On Monday, news went out that the Ministry of Agriculture, Forestry and Fisheries is asking that everyone in Japan drink more milk at the behest of the Japan Dairy Association. The reason is that a large amount of surplus of milk is at risk of going unused and therefore disposed of.
If this all sounds incredibly familiar, that’s because the exact same thing happened three months ago when the Prime Minister issued the exact same call to cartons. However, it would seem that instead of learning their lesson, the dairy industry is once again asking us to bail them out.
The first time, many people across Japan were more than happy to pitch in and help out, but now let’s see what others are saying online:
“They’re relying on consumers again?! Did they take any measures to prevent this last time?”
“Make butter! Isn’t this easy?”
“Unlike last year, I don’t think people are as willing to cooperate.”
“Give it away for free. It’s not our mistake.”
“Make it into butter and cheese that can be used to help lower the rising food prices.”
“Customers aren’t stupid. They have to make it more attractive if they want us to buy.”
“Sorry, I’ve developed lactose intolerance.”
”If the government really wants to help, why don’t they lift the sales tax on milk?”
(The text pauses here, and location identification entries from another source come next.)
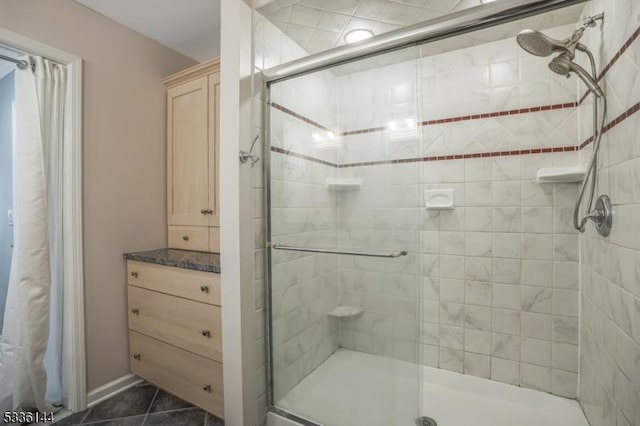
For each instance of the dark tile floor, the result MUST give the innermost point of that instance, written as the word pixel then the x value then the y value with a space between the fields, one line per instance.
pixel 142 405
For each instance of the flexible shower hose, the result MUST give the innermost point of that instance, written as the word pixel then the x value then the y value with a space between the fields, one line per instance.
pixel 592 168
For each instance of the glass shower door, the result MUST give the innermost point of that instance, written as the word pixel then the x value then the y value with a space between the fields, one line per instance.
pixel 344 219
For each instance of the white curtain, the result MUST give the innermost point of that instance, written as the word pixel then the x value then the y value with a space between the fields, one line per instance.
pixel 31 342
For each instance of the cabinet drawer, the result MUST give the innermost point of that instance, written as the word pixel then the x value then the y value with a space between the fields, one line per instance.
pixel 186 375
pixel 190 325
pixel 189 238
pixel 214 240
pixel 196 285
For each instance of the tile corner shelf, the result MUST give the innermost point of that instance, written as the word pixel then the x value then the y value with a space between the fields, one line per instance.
pixel 561 174
pixel 439 199
pixel 342 184
pixel 345 312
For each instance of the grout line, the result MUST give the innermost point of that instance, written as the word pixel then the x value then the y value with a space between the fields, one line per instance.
pixel 155 395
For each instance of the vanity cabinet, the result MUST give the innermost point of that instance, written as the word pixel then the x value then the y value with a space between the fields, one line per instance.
pixel 175 331
pixel 193 196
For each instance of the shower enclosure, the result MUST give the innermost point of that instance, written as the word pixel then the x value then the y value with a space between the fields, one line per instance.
pixel 411 250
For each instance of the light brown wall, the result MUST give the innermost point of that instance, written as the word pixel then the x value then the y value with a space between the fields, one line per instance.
pixel 124 156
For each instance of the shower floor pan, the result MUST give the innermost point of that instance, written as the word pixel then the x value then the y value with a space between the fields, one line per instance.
pixel 357 389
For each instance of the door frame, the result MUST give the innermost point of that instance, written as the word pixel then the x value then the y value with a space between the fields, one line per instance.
pixel 73 344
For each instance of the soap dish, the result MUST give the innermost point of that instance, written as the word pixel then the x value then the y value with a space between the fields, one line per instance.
pixel 345 312
pixel 439 199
“Donate it to homeless people.”
“I’d tell them to produce less, but now I’m worried about future shortages because of the war.”
“Make ice cream. You can store that for a long time.”
It seems many others are also not keen on upping their milk intake this time around. There were some good ideas too, like donating it or temporarily lifting sales tax to encourage buying, though it looks like the government isn’t eager to foot the bill for either.
In response to the demands to make butter and ice cream, if this situation is the same as last time, then dairy products are probably again already working overtime to make the most of this glut. Also in defense of the dairy producers, milk production is a highly natural process that is heavily influenced by the climate and natural disasters. So, an especially bountiful spring combined with the lack of milk consumption at schools during the year-end and Golden Week vacations, can potentially put them in a bind.
Still, these aren’t unprecedented problems like the disruptions caused by the COVID-19 pandemic last were, and it seems like there should have been some contingency in place by now.
Perhaps sensing this resistance, programs have already begun to sweeten the deal of consuming more milk. Seven Premium milk, the store brand of 7-Eleven convenience stores, has immediately been reduced by 20 yen per liter until April 3.
Also, to illustrate how they too have been active in the effort, the Ministry of Agriculture, Forestry and Fisheries have constructed a small house out of 1,700 cartons of milk that ministry staff have been drinking over the past three months. The house stands in the ministry cafeteria, which is also open to the public and currently serving dairy products such as annin tofu and pudding.